Contre toute attente les transferts d’argent de la diaspora sont en forte hausse dans beaucoup de pays. Ils constituent une source majeure de revenus. Comme si les émigrés mettaient les bouchées doubles pour aider les familles restées au pays.
La Banque mondiale a annoncé le pire à l’issue du premier confinement : en avril ses experts estiment que les transferts baisseront de 20% en 2020. En octobre ils sont moins pessimistes, la baisse ne devrait être que de 7%. Et depuis quelques semaines les chiffres fournis par les banques centrales des pays bénéficiaires racontent une histoire beaucoup plus optimiste : au Mexique le montant envoyé en mars a explosé par rapport aux années précédentes, et la tendance s’est confirmé dans les mois suivants. Dans beaucoup de pays les envois d’argent ont plongé au printemps, mais ils se sont fortement redressé depuis. En République dominicaine, mais aussi au Pakistan, au Kenya, en Égypte, en Tunisie ou au Maroc, les transferts sur les dix premiers mois de l’année sont en forte hausse par rapport à 2019.
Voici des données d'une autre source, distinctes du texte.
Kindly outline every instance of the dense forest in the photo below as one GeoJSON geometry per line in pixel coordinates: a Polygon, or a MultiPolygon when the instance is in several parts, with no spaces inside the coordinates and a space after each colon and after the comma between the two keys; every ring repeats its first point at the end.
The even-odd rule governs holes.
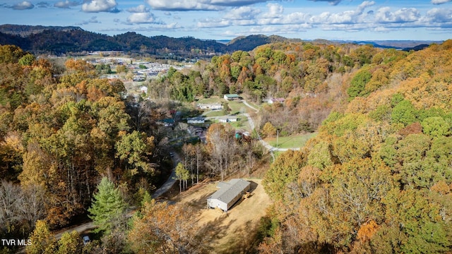
{"type": "Polygon", "coordinates": [[[451,70],[451,41],[417,52],[280,42],[150,88],[188,102],[285,98],[261,109],[258,131],[319,131],[265,176],[275,204],[262,253],[437,253],[452,248],[451,70]]]}
{"type": "MultiPolygon", "coordinates": [[[[168,215],[163,212],[166,205],[153,203],[150,193],[170,175],[169,150],[179,149],[183,155],[177,176],[184,188],[208,178],[248,173],[264,153],[256,141],[236,142],[234,129],[220,124],[210,127],[206,144],[177,147],[169,137],[186,133],[187,124],[172,128],[157,122],[171,117],[174,109],[183,109],[180,104],[128,97],[121,80],[99,78],[102,70],[84,61],[69,58],[60,66],[3,45],[0,70],[0,236],[29,237],[32,244],[28,253],[72,253],[66,249],[71,243],[81,250],[78,234],[56,242],[50,230],[87,216],[99,226],[102,241],[83,251],[139,250],[133,244],[134,237],[143,238],[140,231],[133,233],[145,223],[139,220],[168,215]],[[130,219],[133,207],[142,207],[143,215],[130,219]]],[[[155,230],[189,223],[190,236],[202,234],[186,221],[187,209],[174,207],[183,216],[166,218],[168,224],[155,225],[155,230]]],[[[173,236],[146,236],[158,238],[148,251],[165,250],[173,236]]],[[[202,243],[174,241],[186,250],[202,243]]]]}
{"type": "Polygon", "coordinates": [[[267,43],[292,40],[265,35],[238,37],[227,44],[191,37],[146,37],[136,32],[109,36],[85,31],[78,27],[0,25],[0,44],[13,44],[35,54],[76,55],[93,51],[123,51],[155,57],[210,58],[235,50],[251,50],[267,43]]]}
{"type": "Polygon", "coordinates": [[[452,42],[369,56],[350,103],[267,172],[262,253],[451,251],[452,42]]]}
Comment expliquer cette résilience ?
C’est souvent pour soutenir leurs proches que certains ont fait le choix d’émigrer. En situation de crise ils ont à cœur de remplir leur mission “quoi qu’il en coûte”. En cumulant les petits boulots ou en puisant dans leur épargne. Si les flux sont restés élevés, voire en augmentation c’est aussi parce que ces travailleurs étrangers occupent souvent les emplois dits essentiels, en première ligne, les emplois non affectés par le confinement. Ceux qui ont perdu leur emploi ont aussi bénéficié de l’assurance chômage ou d’autres subventions. Les transferts de la diaspora sont une source de revenu primordiale dans de nombreux pays, jusqu’à 30% du PIB. En Afrique l’enveloppe totale est supérieure à celle de l’aide publique au développement. Cette contribution spontanée sert une fois encore d’amortisseur à la crise.
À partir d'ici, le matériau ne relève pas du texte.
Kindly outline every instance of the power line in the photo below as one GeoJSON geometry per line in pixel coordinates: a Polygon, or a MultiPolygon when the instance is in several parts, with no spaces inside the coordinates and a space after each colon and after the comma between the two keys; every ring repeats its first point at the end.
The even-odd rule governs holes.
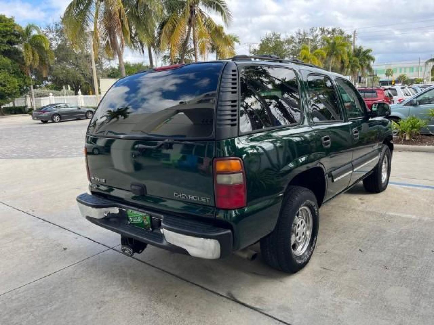
{"type": "MultiPolygon", "coordinates": [[[[356,29],[358,30],[358,29],[364,29],[367,28],[374,28],[374,27],[388,27],[389,26],[397,26],[398,25],[406,25],[408,24],[414,24],[416,23],[422,23],[422,22],[426,22],[426,21],[432,21],[433,20],[434,20],[434,19],[426,19],[424,20],[417,20],[416,21],[408,22],[407,23],[401,23],[397,24],[390,24],[389,25],[377,25],[376,26],[369,26],[368,27],[360,27],[359,28],[356,28],[356,29]]],[[[353,28],[347,28],[345,29],[345,30],[349,30],[352,29],[353,28]]]]}
{"type": "Polygon", "coordinates": [[[408,27],[407,28],[397,28],[397,29],[378,29],[378,30],[374,30],[371,31],[369,32],[358,32],[358,34],[371,34],[372,33],[376,33],[381,32],[395,32],[399,30],[411,30],[413,29],[420,29],[421,28],[432,28],[434,27],[434,26],[421,26],[421,27],[408,27]]]}
{"type": "MultiPolygon", "coordinates": [[[[388,33],[389,34],[390,34],[390,33],[393,32],[393,31],[385,30],[384,31],[384,32],[385,32],[387,33],[388,33]]],[[[381,32],[378,32],[381,33],[381,32]]],[[[399,32],[398,34],[394,34],[394,36],[400,36],[401,35],[405,35],[408,34],[423,34],[424,33],[431,33],[433,32],[434,32],[434,30],[433,29],[431,29],[431,30],[420,30],[417,32],[405,32],[405,33],[399,32]]],[[[374,37],[375,36],[387,36],[388,35],[388,34],[380,34],[374,35],[369,35],[369,36],[374,37]]]]}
Le caractère contracyclique de ces transferts se confirme avec la pandémie ?
Mais attention : les chiffres sont parfois trompeurs. On voit par exemple que les flux ont explosé au Zimbabwe, +48%. Cela parait incroyable. En fait pour certains analystes, ce qui a bondi ce sont les flux officiels. Dans l’incapacité de retourner chez eux, ou de confier l’argent à des voyageurs à cause de la paralysie du trafic aérien, beaucoup d’émigrés du Zimbabwe ont privilégié le transfert via les établissements financiers officiels, d’où ce rebond apparent, mais qui est peut-être en réalité bien moindre. Au Nigeria c’est l’inverse, les transferts se sont effondré. De 40% au deuxième trimestre. Là aussi le chiffre déclaré ne reflète pas forcément la réalité. Étant donné que le taux de change pratiqué par la banque centrale est beaucoup moins avantageux que celui qui a cours au marché noir, les Nigérians expatriés ont sans doute cherché à transférer leur argent par d’autres canaux.
La Banque centrale du Nigeria a bien compris le message.
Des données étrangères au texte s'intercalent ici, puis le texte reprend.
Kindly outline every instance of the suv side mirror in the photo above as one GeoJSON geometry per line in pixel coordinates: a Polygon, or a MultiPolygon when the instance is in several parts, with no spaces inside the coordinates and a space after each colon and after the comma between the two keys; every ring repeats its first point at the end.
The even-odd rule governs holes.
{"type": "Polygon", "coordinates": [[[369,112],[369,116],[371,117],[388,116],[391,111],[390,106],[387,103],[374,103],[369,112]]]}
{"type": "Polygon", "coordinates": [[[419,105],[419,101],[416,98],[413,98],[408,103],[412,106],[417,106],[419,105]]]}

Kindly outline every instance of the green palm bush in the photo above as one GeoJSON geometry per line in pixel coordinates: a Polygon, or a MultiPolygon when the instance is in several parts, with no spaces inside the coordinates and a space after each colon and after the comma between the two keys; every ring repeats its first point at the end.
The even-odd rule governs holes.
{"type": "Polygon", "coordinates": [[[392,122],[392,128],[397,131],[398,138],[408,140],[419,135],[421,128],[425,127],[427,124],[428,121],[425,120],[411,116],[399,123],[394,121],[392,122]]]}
Depuis le début de la semaine elle autorise le retrait des transferts en dollars, libre au receveur de le changer en naira là où il veut. Enfin dans certains pays la soudaine inflation des transferts est de mauvais augure. Elle est alimentée par ceux qui rapatrient toute leur épargne avant de rentrer définitivement chez eux. Aux Philippines on s’attend au retour de 300 000 émigrés. Et l’OCDE constate que le nombre de visas de résidents accordés les dix premiers mois de l’année a chuté de 46%.
EN BREF
L’Australie renoue déjà avec la croissance
La récession provoquée par la pandémie aura été de courte durée: deux trimestres de croissance négative et voilà que l’économie rebondit fortement, +3,3% au troisième trimestre. Mais la crise connue par ses clients continuera à peser sur cet exportateur de produits miniers et agricoles.
Les entreprises de la Silicon Valley pourront continuer à recruter des talents étrangers, une cour californienne vient de trancher en leur faveur.
Le gel des visas décidé par Donald Trump en juin est donc annulé. C’est un revers pour le président sortant qui voulait protéger les emplois américains en raison de la crise économique.